# Thread: reconciling 2 or more data sets when data volume is varying and wide

1. ## reconciling 2 or more data sets when data volume is varying and wide

Hello,

I am a real estate researcher by trade. I am doing a report on median and mean home prices
in my town over a comparable time period. i.e.- quarter to quarter and year over year.

My problem is this:

for example, in the 4th Qtr of 2009, there was 35 sales with a median price of $335,500 and a mean price of$343,960.

In Q1 of 2010 there were only 11 sales with a median of $349,900 and a mean of$368,245

My problem is comparing two or more data sets, that have a large delta in the number of sales.
In this instance, 35 versus 11. With a such a low volume of sales in Q1 I would think that the data is more volatile, yes?

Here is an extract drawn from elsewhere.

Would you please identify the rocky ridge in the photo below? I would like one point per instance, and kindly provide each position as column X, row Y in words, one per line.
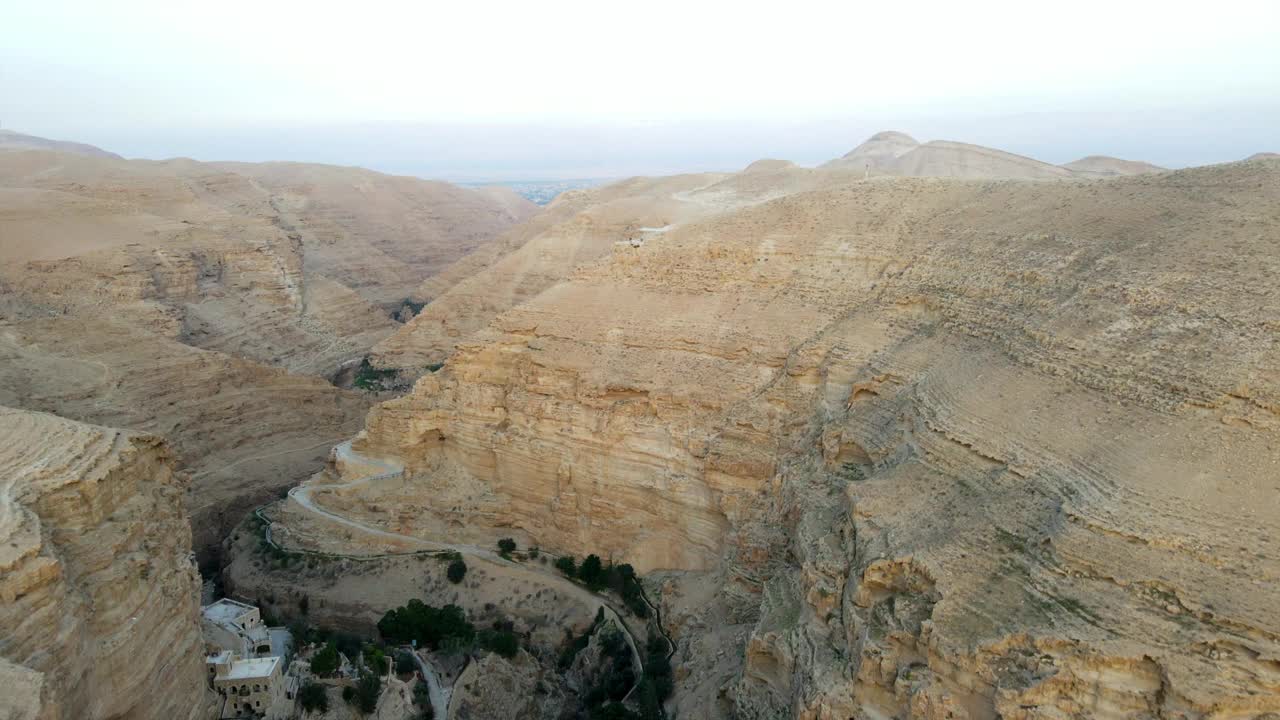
column 211, row 304
column 944, row 447
column 99, row 613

Is there a formula or solution to 'normalize' or show the difference in the two data sets
with regard to the wide delta of sales. I think that the median and mean prices can't be compared correctly
using such high differential sets of sales numbers, am I right or way off?

I did perform a mean price comparison using a 'trimmed mean' analysis but I wanted something with more bite...
to show the volatility of the data when volume is erratic and to conclude that the median and mean
can only be reliable when sales volume is close to each data set.

Basically, to breakdown the data and make it reliable and comparative.
any ideas?

2. My suggestions would be to compare data sets of the same seasonal preiod. I.e Qtr 4 2009 with Qtr 4 2010. Otherwise you could be introducing a bias in your analysis. It might be known that a certain time of year i.e. summer has a better clearance rate for properties than in winter. You need to be clear in avoiding such facotrs to influence your conclusions.

If you do want to make some inferences between data sets that have a different sample size (and in your case a very small sample size) you can employ a 2 sample t-test for differences in the mean.